Ennui

“There are moments when faced with our lack of success, I wonder whether we are failures, proud but impotent. One thing reassures me as to our value: the boredom that afflicts us.  It is the hall-mark of quality in modern men.” Edmund and Jules De Goncourt

boredomOdd that for the nineteenth century, a period teeming with scientific progress,  great art and literature, that the characteristic tone of  many of the writers is one of exhaustion. The Goncourts  clung to their boredom as a badge of breeding. If ennui were to be commemorated in a coat of arms you’d need a winged absinthe bottle and the sign of a pawn shop. The Goncourt brothers led lives totally opposed to principles of physical and spiritual hygiene.  They smelled rotting meat in the bedroom and realized it was the smell of their own bodies.

The age of boredom surely is today when things really are in decline. There aren’t even any men of quality to bemoan the passing of  time, they’re too busy on the internet or, perhaps like me, they type in google, watch the flashing cursor and realize they have nothing left to look up. In a world of knowledge there is nothing we want to know, surely a sign of ennui and information overkill. A little boy in the library told me he preferred to do his homework online because the books  at Grey Gables are unreliable, the information is untrustworthy and who are these authors anyway.

Here at Grey Gables the boredom collects under windows by the glossy face-on displays of cookery books. The tatty carousel loaded with books about mental breakdown forces a yawn, even from the over-caffeinated. Each day I have to rouse the sleeping  men and women, slumped  in their vinyl chairs, heads thrown back, mouths hanging open, blasting out a furnace of snores. They come too with a jolt, a kick of the leg and a whispered obscenity. Usually indignant, ‘ I wasn’t sleeping… how dare you… I was having a think… I will take my sleeping elsewhere…’ I  actually enjoy waking the sleepers. Part of the sadism and heart-hardening of working with the general public and their predictable and (yawn) boring excuses. But one woman didn’t fit. Attractive, well-dressed with shiny black boots she was thrown diagonally across her chair by the notice board, deep in one of those heavy annihilating sleeps.   I didn’t want to wake her. Was it because her boredom and dress denoted a different pedigree,  a natural ruler?  A descendant of illustrious ennui sufferers from the nineteenth century to the present day? When I did she smiled.  ‘Young man, I think it’s time the library rethought its policy on sleeping. At home, one always sleeps in the library after lunch.’
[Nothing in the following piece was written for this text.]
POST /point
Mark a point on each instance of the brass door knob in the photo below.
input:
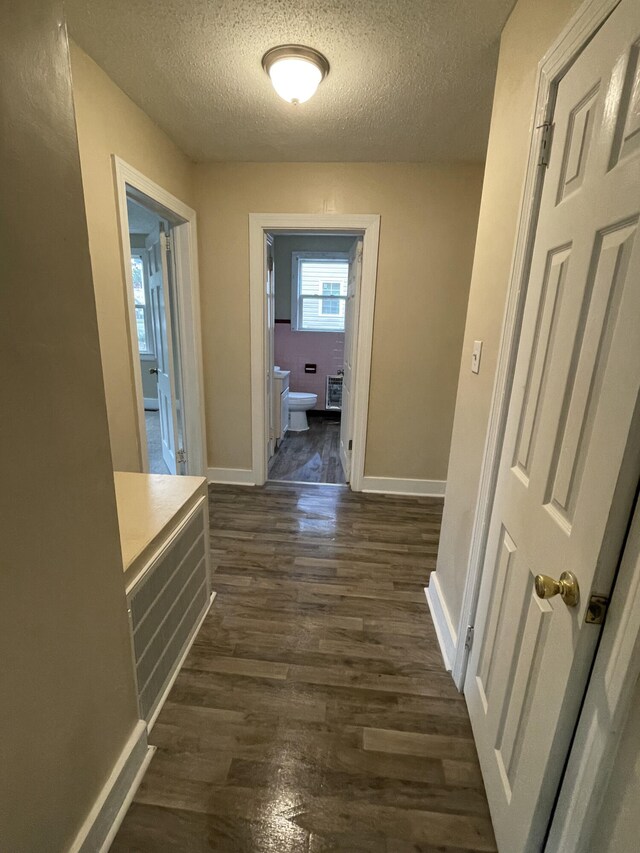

I was put in my place. She waltzed out and I had a vision of a panelled room , a fire flickering and the gilt lettering tingling on spines of books bound in green Morocco. There were three generations asleep in armchairs next to each other, books open in their laps. It was only when I popped out for lunch in the public garden that I spotted those shiny boots,  she had been felled by sleep suddenly and was snoring in the flower bed.